Pre- and post-processing functions can be used to manipulate training and input data and the resulting outputs from the model. A malicious actor might seek to compromise one of both sets of functions to allow undetected subversion of the model while outputting data that either deceives systems and personnel or holds up to interpretation standards; however, the model has been silently compromised.
The Model and its Execution
AI/ML models are fundamentally computer programs. They are represented in code that is executed by a computer-based system. A malicious actor may seek to compromise either the code itself or its interpretation by computers.

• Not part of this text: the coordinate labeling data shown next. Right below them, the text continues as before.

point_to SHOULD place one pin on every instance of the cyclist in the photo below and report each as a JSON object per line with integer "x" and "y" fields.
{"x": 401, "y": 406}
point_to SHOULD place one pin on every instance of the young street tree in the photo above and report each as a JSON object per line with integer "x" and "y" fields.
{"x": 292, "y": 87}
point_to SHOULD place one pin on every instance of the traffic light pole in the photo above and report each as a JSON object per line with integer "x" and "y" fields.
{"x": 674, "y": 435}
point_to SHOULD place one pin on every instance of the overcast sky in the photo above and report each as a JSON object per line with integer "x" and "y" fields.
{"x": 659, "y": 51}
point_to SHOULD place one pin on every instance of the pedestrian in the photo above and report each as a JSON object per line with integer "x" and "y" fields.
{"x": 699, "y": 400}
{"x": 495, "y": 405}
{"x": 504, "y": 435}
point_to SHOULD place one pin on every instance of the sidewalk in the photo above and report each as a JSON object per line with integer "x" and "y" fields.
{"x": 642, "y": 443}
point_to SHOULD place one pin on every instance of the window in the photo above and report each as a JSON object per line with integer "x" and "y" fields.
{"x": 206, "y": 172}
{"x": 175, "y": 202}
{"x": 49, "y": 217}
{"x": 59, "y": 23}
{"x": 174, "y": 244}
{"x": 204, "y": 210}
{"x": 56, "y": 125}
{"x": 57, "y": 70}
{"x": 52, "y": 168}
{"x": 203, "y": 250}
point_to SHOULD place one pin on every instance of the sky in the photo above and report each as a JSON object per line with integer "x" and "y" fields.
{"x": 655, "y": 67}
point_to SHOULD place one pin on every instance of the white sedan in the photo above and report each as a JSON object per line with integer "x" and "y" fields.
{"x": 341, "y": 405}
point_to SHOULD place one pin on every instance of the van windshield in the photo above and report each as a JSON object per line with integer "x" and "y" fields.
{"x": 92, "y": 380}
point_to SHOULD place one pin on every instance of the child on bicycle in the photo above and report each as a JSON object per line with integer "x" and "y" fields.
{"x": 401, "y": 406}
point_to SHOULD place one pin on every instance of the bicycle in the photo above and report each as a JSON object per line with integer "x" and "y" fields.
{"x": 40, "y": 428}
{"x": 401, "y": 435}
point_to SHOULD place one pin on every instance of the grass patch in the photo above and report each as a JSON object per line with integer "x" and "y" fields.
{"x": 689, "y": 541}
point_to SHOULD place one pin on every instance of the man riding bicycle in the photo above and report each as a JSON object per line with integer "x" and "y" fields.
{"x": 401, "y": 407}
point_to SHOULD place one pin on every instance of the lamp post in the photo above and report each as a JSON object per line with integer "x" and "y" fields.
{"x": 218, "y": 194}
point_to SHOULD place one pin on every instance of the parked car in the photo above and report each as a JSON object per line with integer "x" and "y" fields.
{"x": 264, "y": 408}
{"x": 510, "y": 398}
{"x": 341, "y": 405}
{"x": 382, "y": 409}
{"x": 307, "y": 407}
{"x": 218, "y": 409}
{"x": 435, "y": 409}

Compromising the programming or code of the model itself.
A malicious actor may seek to modify or inject malicious code into any processes that form part of the model. This would allow any form of tampering to occur to subvert the model. Such an attack, however, should be readily detected through existing means of integrity checking.
Exposure of the model code in either source or object code form.
The source code or compiled version of the model may contain confidential information that, if accessed by a malicious actor, could be used to identify vulnerabilities or extract sensitive information that could support another attack.
Compromise of operating system functions leveraged in the execution of the model.
The object code for an AI/ML model needs to be loaded for execution by the operating system and potentially a series of interpreters. A malicious actor may seek to exploit vulnerabilities in the operating system’s system calls, file handling, shared libraries, and memory management to inject malicious code into the execution of the model itself.
Compromise of serialisation functions or storage used for persistence of model state.
Some AI/ML models use serialisation functions to provide for state persistence. These functions generate a representation of the state of the complex data structures within the model and store it in a form that is easily saved into a file or transmitted. When this data is again loaded (deserialised), the model resumes executing from its previous state. A malicious actor could compromise the functions or the stored serialised form to tamper with the model and subvert its subsequent reload and execution.
Acceptance and Standardisation
AI/ML models will take time and resources to develop. Like with conventional computer modelling codes, some will become more prevalent than others. A malicious actor may exploit this natural filtering.
Deliberate promotion of vulnerable models that can be exploited with specific knowledge.
There is a risk of deliberately vulnerable AI/ML models being published, which may appear complete but contain weaknesses that can be exploited with specific knowledge. A similar situation would be the allegations that a backdoor allowing an actor with knowledge of the backdoor to decrypt affected communications was crafted into the Dual EC DRBG pseudorandom number generator during the standardisation process.
A well-resourced malicious actor may publish a model that achieves a desired goal but embeds an element that can be exploited later. Such an attack can be supported by proxies and unwitting advocates, leading to the widespread adoption of the compromised model. This could be occurring now.
Conclusion
A malicious actor will constantly attempt new attacks to achieve their intentions and seek to subvert functions and the systems that perform them by intelligently triggering the worst impacts at the most vulnerable moments. We must consider every potential point of failure in a system, even those unrelated to its design. This requires examining every aspect from multiple angles, building an understanding of how it could be exploited, and securing it according to how the technology will be used and the unacceptable consequences of compromise of its misuse. This is a brief attempt to consider how that exploitation might arise for AI/ML.